US 12,482,251 B2
Systems, methods and techniques for learning and using sparse instance-dependent attention for efficient vision transformers
Cong Wei, Toronto (CA); Brendan Duke, Toronto (CA); Ruowei Jiang, Toronto (CA); and Parham Aarabi, Richmond Hill (CA)
Assigned to L'OREAL, Paris (FR)
Filed by L'OREAL, Paris (FR)
Filed on Apr. 27, 2023, as Appl. No. 18/140,055.
Prior Publication US 2024/0362902 A1, Oct. 31, 2024
Int. Cl. G09G 5/00 (2006.01); G06T 7/246 (2017.01); G06T 11/60 (2006.01); G06V 10/764 (2022.01); G06V 10/82 (2022.01); G06V 20/20 (2022.01); G06V 40/16 (2022.01)
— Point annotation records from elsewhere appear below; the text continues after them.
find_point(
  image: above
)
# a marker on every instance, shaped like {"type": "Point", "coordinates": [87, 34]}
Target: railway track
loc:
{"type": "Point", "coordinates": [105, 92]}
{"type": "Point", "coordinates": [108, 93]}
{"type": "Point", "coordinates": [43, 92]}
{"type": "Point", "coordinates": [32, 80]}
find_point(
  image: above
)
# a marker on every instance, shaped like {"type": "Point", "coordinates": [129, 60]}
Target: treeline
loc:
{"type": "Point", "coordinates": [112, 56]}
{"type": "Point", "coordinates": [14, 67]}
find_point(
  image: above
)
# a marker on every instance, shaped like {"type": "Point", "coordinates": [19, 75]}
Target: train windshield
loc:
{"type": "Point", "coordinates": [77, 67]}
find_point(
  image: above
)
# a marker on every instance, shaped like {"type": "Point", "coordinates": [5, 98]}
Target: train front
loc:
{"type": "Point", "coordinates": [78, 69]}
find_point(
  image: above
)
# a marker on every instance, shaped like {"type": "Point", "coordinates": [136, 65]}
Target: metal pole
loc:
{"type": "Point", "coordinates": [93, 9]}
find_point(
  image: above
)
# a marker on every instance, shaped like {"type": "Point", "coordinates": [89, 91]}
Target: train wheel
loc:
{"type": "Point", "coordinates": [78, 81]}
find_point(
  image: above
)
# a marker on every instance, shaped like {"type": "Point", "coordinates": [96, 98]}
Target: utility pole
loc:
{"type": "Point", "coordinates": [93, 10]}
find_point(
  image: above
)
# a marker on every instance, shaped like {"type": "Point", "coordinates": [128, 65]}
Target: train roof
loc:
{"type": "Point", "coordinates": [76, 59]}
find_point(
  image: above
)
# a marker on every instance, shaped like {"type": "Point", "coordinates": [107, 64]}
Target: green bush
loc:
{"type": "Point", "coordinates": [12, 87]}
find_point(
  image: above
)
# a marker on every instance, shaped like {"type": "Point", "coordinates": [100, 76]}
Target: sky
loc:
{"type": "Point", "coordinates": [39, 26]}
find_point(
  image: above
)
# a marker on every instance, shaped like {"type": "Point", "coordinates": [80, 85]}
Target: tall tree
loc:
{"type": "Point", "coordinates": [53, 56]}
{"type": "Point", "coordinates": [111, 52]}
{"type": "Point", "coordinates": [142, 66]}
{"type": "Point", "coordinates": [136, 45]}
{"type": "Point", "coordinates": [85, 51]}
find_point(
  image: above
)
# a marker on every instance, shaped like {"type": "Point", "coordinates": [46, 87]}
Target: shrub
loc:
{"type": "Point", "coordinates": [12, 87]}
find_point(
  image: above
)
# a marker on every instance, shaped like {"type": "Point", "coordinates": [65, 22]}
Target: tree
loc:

CPC G06V 10/82 (2022.01) [G06T 7/246 (2017.01); G06T 11/60 (2013.01); G06V 10/764 (2022.01); G06V 20/20 (2022.01); G06V 40/161 (2022.01); G06T 2207/20081 (2013.01); G06T 2207/20084 (2013.01); G06T 2207/30201 (2013.01)] 21 Claims
OG exemplary drawing
 
1. A computing device comprising a processor and a non- transitory storage device storing instructions that, when executed by the processor, cause the computing device to perform steps for image processing an image or a series of images, the steps comprising:
storing a deep neural network model defining a Vision Transformer (ViT); and
processing the image or the series of images with the ViT to provide the image processing for the image or the series of images;
wherein the ViT comprises a plurality of multi-head self-attention (MHSA) modules arranged in successive layers and each MHSA attention module is configured to, in respect of a layer l of the plurality of layers: use instance-dependent and meaningful sparse full-rank attention patterns that limit the number of connections as determined by a trained lightweight connectivity predictor module to estimate a connectivity score of each pair of input tokens for the layer l, including determining a low rank approximation matrix Adown of a full-rank attention matrix A, thresholding elements of matrix Adown to provide a sparse matrix Ãdown; and using matrix Ãdown for performing sparse matrix computation techniques to provide the sparse full-rank attention patterns as a sparse full-rank attention matrix à to accelerate the ViT.